Lifestyle and Nutritional Determinants of Bioavailable Androgens and Related Hormones in British Men. The study was based on a sample of 696 men with a wide range of nutrient intakes and lifestyle characteristics who were assessed with a questionnaire and serum sex hormones using immunoassays. Men aged 70 years or older had 12% lower testosterone and 40% lower free-testosterone than men who were 20-29 years of age. Men who had a BMI of 30+ kg/m2 had a 30% lower testosterone, 45% lower SHBG. Compared with no exercise, vigorous exercise of 3+ hours a week was associated with 11% higher testosterone and 16% higher SHBG concentrations. No dietary factors were associated with testosterone or Free-T.

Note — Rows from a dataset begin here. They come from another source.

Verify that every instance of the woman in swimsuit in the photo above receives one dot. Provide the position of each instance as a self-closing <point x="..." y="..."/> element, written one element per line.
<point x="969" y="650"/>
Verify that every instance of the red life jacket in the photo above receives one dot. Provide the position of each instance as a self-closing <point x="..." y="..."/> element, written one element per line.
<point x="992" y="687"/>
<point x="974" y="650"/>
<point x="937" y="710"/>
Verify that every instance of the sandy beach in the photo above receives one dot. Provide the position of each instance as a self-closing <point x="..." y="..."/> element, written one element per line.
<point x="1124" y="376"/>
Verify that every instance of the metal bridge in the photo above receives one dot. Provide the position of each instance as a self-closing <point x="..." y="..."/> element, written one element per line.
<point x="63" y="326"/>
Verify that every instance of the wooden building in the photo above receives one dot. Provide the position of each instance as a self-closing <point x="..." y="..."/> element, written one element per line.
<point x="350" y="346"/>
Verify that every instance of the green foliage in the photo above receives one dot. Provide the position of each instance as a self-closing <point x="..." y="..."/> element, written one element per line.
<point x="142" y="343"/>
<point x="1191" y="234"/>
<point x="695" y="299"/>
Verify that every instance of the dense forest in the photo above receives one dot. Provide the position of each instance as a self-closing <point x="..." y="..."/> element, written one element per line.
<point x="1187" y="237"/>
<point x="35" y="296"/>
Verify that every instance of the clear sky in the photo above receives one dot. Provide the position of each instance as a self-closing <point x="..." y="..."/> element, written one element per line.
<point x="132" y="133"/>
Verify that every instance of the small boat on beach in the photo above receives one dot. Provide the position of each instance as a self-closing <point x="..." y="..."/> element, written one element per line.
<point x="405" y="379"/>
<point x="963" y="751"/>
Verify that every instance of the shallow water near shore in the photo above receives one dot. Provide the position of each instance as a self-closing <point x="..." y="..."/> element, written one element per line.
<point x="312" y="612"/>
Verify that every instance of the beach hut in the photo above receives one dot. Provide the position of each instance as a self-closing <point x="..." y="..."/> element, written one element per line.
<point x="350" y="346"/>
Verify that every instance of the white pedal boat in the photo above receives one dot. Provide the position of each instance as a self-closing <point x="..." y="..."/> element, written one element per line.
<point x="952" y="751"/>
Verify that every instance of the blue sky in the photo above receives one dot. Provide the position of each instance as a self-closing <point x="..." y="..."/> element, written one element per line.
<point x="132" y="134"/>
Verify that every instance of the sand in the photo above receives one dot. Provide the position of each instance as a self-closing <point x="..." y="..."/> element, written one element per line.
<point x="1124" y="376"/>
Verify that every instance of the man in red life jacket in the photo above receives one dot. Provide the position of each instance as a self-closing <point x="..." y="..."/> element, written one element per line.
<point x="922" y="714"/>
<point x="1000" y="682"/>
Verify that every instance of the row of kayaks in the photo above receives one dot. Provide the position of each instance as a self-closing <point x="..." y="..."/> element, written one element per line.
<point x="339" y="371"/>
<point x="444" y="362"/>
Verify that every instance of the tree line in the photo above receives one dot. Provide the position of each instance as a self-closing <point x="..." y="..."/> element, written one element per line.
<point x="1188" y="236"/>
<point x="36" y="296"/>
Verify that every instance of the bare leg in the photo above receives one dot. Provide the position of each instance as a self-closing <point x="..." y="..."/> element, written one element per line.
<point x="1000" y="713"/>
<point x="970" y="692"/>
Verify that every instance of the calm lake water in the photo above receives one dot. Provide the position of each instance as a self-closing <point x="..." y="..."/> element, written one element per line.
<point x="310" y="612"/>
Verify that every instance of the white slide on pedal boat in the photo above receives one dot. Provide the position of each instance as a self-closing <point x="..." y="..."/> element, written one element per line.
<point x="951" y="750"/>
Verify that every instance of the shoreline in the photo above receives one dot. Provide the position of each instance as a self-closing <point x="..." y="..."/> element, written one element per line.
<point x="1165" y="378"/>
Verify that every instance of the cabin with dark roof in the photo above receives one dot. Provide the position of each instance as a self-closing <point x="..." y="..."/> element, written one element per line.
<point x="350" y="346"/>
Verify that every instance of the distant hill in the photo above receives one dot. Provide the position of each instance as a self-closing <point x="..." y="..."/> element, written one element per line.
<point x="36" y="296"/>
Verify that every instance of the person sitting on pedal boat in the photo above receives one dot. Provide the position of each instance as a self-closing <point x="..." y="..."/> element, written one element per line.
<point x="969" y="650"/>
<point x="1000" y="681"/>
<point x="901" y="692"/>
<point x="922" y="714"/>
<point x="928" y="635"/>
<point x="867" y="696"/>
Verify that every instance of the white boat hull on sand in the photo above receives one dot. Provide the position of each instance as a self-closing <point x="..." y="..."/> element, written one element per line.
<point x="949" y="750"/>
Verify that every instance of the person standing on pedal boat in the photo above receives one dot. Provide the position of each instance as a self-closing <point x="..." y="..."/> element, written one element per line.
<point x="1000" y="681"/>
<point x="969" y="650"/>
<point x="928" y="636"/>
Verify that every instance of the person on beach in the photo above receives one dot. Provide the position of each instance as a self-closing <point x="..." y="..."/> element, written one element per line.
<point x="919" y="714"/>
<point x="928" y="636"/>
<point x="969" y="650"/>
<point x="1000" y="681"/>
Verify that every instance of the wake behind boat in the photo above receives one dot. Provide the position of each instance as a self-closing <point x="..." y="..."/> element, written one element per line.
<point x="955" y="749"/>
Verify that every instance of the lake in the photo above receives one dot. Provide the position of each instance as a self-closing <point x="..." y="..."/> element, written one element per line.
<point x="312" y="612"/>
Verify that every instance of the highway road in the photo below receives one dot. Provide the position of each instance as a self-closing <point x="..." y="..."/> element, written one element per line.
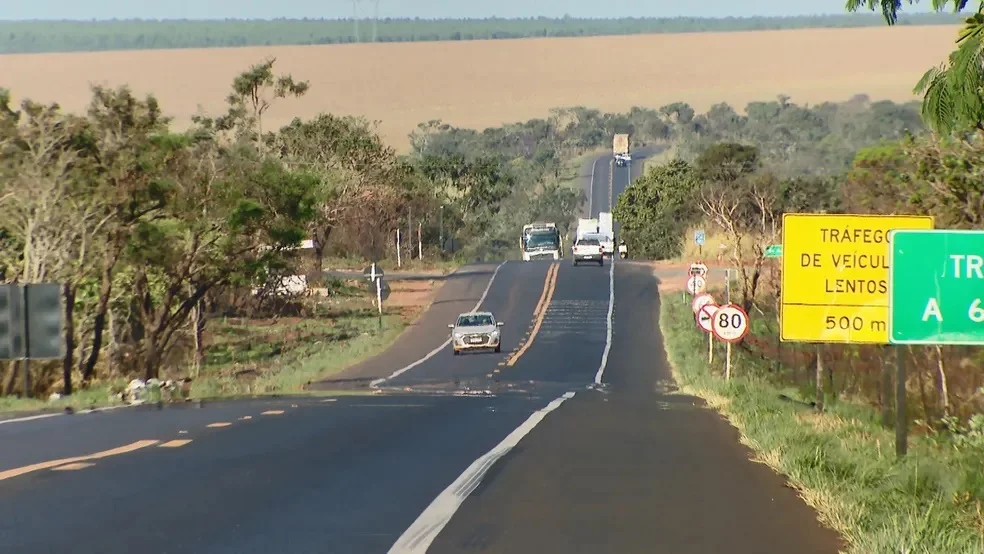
<point x="569" y="440"/>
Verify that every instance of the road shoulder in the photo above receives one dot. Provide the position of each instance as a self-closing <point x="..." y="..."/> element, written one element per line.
<point x="634" y="465"/>
<point x="459" y="293"/>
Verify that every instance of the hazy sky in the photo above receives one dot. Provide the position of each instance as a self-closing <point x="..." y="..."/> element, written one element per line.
<point x="267" y="9"/>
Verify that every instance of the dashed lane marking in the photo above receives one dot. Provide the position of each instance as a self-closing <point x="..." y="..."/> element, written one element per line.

Cancer Causes Control. 2002 May;13(4):353-63

The Clinical Relevance of Sex Hormone Levels and Sexual Activity in the Aging Male. Serum total and free testosterone, sex-hormone binding globulin levels were measured, and they completed the International Index of Erectile Function (IIEF) questionnaire. The total and free testosterone levels decreased and SHBG increased with age, but only the change in free testosterone and SHBG were statistically significant. Total testosterone levels showed no significant correlation with any of the five domains of the IIEF. Of the sex hormone levels, the change in free testosterone correlated most closely with aging and had the closest correlation with sexual activity. Free testosterone and SHBG levels were significantly correlated with orgasmic function and/or erectile function rather than sexual desire.

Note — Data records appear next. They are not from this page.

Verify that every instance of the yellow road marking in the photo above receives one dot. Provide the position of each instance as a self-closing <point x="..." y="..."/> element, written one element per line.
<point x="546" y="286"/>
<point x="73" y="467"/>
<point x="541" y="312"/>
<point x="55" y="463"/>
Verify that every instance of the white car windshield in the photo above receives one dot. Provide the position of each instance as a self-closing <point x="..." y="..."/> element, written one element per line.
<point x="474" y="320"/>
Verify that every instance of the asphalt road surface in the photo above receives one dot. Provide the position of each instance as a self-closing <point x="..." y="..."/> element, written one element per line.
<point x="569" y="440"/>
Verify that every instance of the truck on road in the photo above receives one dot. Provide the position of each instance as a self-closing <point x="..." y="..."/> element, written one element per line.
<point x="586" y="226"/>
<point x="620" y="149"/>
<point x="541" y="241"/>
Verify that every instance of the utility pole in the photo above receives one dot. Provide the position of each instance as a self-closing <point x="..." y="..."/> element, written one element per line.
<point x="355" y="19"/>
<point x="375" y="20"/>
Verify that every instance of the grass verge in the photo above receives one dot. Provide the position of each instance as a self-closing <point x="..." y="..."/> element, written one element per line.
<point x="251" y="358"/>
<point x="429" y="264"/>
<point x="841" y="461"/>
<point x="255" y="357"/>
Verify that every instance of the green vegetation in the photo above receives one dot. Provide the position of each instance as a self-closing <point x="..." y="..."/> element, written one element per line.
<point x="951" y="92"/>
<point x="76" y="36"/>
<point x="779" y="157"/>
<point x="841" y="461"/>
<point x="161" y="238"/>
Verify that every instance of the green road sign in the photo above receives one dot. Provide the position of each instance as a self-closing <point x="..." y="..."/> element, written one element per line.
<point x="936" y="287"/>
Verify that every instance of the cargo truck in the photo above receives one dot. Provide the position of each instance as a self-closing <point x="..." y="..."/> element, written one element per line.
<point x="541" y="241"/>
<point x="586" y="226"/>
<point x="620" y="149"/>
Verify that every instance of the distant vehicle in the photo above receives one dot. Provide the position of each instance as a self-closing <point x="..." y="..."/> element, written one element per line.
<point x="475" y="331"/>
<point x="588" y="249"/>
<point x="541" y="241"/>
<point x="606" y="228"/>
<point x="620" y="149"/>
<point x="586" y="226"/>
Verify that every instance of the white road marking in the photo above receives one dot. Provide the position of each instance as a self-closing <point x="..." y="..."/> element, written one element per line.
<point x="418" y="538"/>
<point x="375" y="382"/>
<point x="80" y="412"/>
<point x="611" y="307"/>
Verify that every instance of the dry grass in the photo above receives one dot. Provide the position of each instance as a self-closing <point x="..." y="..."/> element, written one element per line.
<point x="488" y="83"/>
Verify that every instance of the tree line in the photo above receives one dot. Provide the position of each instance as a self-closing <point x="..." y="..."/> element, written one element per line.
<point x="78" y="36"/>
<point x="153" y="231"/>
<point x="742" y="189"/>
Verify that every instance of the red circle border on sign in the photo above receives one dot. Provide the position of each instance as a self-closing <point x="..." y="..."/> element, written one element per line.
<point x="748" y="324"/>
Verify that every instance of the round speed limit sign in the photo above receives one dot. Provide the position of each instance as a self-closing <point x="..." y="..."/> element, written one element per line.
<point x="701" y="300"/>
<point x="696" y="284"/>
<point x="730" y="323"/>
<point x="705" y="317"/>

BJU Int. 2002 Apr;89(6:526-30

Effects of Prohormone Supplementation in Humans: a Review. Existing data suggest that acute oral ingestion of > or =200mg androstenedione or androstenediol modestly and transiently increases serum testosterone concentrations in men; however, this is accompanied by greater increases in circulating estrogen(s). At doses <300mg/d, oral supplementation for as long as 12-weeks and androstenedione or androstenediol has no effect on body composition or physical performance and decreases high-density lipoprotein cholesterol. Oral supplementation with norandrostenedione and nor androstenediol for up to eight weeks has no effect on body composition or physical performance.

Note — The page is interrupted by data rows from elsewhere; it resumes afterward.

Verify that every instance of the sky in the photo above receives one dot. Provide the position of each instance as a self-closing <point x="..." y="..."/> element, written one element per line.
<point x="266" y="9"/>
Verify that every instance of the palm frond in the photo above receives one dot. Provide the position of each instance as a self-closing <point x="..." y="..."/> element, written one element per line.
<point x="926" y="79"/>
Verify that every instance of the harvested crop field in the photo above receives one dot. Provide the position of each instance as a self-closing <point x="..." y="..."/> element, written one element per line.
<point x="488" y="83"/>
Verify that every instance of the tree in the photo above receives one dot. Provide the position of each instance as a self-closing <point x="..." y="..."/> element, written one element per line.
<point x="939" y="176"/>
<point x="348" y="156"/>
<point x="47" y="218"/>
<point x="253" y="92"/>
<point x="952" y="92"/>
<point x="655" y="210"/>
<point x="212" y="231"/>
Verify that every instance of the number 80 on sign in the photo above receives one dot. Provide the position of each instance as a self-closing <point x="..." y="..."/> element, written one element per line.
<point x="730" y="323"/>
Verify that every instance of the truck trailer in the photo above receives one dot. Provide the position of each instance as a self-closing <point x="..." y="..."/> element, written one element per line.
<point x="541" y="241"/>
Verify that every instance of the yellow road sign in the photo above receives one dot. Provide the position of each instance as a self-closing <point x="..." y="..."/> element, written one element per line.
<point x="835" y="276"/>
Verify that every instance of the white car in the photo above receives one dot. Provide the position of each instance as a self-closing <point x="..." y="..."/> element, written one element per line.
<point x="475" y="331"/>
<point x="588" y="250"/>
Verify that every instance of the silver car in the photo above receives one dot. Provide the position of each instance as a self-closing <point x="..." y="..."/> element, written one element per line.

Can J Appl Physiol. 2002 Dec;27(6):628-46

Oral Andro-Related Prohormone Supplementation: Do the Potential Risks Outweigh the Benefits? Androstenedione, 4-androstenediol, 5-androstenediol, 19-norandrostenediol and 19-norandrostenedione are commonly referred to as “Andro” prohormones. Supplement manufacturers often claim that Andro use improves serum Testosterone concentrations, increases muscular strength and muscle mass, helps to reduce body fatness, enhances mood, and improves sexual performance. Several studies using oral Andro related prohormones show that Andro use can abnormally elevated estrogen, which is thought to increase a person’s risk for developing prostate or pancreatic cancers. In addition, most studies also indicate that significant declines in high-density lipoproteins occur leading to an increased cardiovascular disease risk.